Esme rang the bell and waited. The night was frosted with fog and she shivered under the porchlight. Footsteps approached and the door was opened bathing the stoop in golden light where the mist swirled like fairy dust.
“Can I help you?” The woman who stood in the doorway was not what Esme had expected. When she thought of a witch a number of things came to mind but ‘little old lady’ wasn’t one of them.
“Are you Miss Devlin?” she asked. “I am,” said the lady in an accent that Esme couldn’t quite place. Irish perhaps? “Was there something you needed?” Esme took a breath. “I uh was told you could help me with something um...quite personal.”
“Perhaps you’d like to come in,” said Miss Devlin. She pulled the door open and Esme stepped into the hallway. The fact that there were no newts or frogs lined up in dusty jars was a relief but also a disappointment. Desperation had driven her to this and she hoped that the dear little Miss Devlin was worth her salt.
Especially since she’d pulled her card from a number of others stuck to a board in the entryway of ‘The Craft‘, a local shop specializing in all things pertaining to witchery. She couldn’t say why it had stuck out to her. The card was simple, the font plain and all it said was ‘You Have Only to ask My Dear.’
Miss Devlin led the way down a short hall to a room tucked underneath the bend in the stairs. It was larger than Esme would have expected and set with an oval window. A teapot was steaming on the round table. “I’m sorry if I’ve interrupted you,” Esme said. “I can come back another time.”
“No my dear, there's plenty for both of us. Please, sit down,” Miss Devlin said indicating one of two chairs at the table under the window. Candles glowed in sconces and outside the fog still lingered.

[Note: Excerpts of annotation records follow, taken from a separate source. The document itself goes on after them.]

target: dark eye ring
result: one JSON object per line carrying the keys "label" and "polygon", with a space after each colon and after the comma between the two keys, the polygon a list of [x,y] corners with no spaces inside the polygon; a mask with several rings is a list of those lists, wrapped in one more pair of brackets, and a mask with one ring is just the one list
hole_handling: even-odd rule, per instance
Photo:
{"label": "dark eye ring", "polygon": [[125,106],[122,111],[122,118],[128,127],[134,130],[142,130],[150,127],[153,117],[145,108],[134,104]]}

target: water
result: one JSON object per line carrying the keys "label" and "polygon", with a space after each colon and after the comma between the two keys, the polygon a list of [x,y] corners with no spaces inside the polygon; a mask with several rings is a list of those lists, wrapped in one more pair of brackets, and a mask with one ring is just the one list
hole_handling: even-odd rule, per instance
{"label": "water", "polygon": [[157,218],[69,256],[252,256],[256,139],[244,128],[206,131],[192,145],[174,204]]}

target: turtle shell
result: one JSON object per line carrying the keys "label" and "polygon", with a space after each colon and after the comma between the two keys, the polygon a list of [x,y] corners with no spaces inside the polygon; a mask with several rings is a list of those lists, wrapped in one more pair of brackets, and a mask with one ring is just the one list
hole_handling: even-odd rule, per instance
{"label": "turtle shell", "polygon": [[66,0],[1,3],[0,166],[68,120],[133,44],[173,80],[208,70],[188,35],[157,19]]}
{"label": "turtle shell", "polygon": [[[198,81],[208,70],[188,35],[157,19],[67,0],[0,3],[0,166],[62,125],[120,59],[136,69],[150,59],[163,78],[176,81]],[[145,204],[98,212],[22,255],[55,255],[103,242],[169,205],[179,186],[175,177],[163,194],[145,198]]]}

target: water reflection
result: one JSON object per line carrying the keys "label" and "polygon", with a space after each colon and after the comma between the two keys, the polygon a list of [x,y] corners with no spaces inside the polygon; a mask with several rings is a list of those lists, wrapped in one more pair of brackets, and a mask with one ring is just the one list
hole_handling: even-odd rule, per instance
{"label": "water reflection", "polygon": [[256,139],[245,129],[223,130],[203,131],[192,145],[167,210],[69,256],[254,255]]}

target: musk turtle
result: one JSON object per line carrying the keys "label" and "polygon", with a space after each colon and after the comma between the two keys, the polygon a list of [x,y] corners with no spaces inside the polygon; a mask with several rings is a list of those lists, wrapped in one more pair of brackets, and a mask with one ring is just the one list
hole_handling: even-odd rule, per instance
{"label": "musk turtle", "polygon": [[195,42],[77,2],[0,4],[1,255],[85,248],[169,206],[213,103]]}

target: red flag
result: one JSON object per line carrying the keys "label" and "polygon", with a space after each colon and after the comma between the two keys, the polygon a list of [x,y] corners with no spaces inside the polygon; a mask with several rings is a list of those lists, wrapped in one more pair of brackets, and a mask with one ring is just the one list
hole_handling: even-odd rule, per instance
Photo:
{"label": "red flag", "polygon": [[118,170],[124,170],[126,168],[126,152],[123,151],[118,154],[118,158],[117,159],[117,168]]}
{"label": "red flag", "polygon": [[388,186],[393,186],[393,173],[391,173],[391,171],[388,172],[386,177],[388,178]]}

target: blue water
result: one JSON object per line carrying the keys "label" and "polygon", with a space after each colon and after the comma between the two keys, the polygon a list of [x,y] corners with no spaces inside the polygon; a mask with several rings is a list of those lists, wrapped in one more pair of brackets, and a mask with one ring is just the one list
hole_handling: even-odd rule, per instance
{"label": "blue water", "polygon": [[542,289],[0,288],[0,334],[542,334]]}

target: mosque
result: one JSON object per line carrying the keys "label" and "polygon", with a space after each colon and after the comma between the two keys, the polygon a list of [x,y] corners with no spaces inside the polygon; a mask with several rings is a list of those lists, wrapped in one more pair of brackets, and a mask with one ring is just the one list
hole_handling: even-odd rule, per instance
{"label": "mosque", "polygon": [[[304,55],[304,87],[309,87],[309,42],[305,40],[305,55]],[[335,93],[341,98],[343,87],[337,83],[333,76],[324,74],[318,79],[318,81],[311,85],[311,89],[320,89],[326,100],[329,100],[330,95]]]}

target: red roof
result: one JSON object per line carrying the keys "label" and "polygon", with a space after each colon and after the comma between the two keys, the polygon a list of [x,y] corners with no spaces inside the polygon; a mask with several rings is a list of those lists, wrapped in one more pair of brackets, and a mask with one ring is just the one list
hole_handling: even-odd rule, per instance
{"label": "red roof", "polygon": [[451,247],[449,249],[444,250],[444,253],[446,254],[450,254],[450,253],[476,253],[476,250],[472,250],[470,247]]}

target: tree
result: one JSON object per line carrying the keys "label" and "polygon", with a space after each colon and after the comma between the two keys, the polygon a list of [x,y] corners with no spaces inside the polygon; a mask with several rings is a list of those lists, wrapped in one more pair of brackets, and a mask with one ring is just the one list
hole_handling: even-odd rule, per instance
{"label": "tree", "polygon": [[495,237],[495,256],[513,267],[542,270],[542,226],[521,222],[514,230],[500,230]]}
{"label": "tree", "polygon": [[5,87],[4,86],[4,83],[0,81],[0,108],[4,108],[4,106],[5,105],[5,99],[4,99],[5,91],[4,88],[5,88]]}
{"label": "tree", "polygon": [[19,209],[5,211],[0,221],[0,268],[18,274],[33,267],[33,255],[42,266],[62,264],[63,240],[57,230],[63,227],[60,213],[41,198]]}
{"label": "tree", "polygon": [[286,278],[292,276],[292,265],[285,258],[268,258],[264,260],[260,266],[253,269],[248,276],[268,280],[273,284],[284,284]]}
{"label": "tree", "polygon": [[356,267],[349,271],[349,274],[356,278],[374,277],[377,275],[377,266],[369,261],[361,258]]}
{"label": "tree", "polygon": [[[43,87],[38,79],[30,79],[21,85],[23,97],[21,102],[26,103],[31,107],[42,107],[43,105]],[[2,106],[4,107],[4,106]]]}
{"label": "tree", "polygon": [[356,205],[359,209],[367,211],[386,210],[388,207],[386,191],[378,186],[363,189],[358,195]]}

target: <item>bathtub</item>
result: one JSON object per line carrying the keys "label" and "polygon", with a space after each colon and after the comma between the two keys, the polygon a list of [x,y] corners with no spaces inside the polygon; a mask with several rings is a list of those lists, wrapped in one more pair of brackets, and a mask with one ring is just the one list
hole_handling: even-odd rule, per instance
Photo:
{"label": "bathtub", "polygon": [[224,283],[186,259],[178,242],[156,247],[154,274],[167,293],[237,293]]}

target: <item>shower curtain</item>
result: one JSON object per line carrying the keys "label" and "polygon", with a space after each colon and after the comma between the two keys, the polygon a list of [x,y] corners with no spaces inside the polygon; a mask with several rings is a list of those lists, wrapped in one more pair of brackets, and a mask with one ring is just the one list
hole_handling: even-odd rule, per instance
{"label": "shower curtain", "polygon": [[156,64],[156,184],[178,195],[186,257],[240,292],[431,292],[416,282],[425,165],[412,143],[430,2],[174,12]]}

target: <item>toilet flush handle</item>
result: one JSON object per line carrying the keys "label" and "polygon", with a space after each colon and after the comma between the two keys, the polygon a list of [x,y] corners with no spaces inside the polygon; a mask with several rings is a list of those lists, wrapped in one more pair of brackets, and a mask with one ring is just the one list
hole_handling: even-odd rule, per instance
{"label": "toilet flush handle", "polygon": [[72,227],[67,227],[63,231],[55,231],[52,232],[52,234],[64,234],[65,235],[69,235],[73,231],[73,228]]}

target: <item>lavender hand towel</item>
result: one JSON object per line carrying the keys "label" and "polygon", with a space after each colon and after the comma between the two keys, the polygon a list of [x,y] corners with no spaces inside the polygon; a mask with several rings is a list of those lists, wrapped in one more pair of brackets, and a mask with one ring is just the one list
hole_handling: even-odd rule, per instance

Across from Esme was a bookcase lined with books in shades of brown and red.
Here and there bright bowls were placed, their colours mimicking that of a rainbow. “Singing bowls,” Miss Devlin said, though Esme had yet to pose the question. “Now,” said Miss Devlin smiling, “tell me what it is you are looking for.”
The old woman’s sweetness and the gentle way she asked the question had poked Esme in the most tender spot of her heart and to her embarrassment she found herself sobbing. “I’m lonely,” she sniffed. “I’m just so lonely. I don’t know why but every relationship I have ever had has failed.”
Miss Devlin watched Esme patiently without interruption or comment. When Esme had finished sobbing and was gulping like a little child Miss Devlin passed her a tissue and said, “So is it love that you wish for?”
Esme shook her head. “Not just love,” she said. “Real love, undying love, the kind of love that lasts for a lifetime. Beyond it even. I want the kind of love I never thought possible.” Her voice had grown impassioned and desperate. She took a deep breath and continued quietly. “I just want someone to love me best.”
The old woman nodded sympathetically. “I have exactly what you need,” she said. “I’ll just be a moment.” When she returned she held a jar in her hands. “Each night before bed I want you to drink a tea made from these leaves. The next blue moon will bring you a love like no other.”
Esme took the jar. It was tea. She frowned. Was that all there was to it? She’d expected a love potion in a red vial. Something more magical. The old lady sensed her disappointment and laid a hand over Esme’s. “Trust my dear,” she said. “All will be well.”
A few weeks passed. Every night without fail Esme drank a cup of the tea before bed. And then one day out the blue Evan Phillips walked into her life. They met through her friends at the gallery where she worked. He was an emerging artist, she was a curator. They talked about philosophy and existentialism, art of course and poets and the state of the world.
Esme was astonished. Miss Devlin had been right. Here he was. Esme had never been happier. She’d felt the connection with Evan immediately. It was different than anything she’d ever known. There was only one thing that nagged at the back of her mind. Miss Devlin had said something about the blue moon.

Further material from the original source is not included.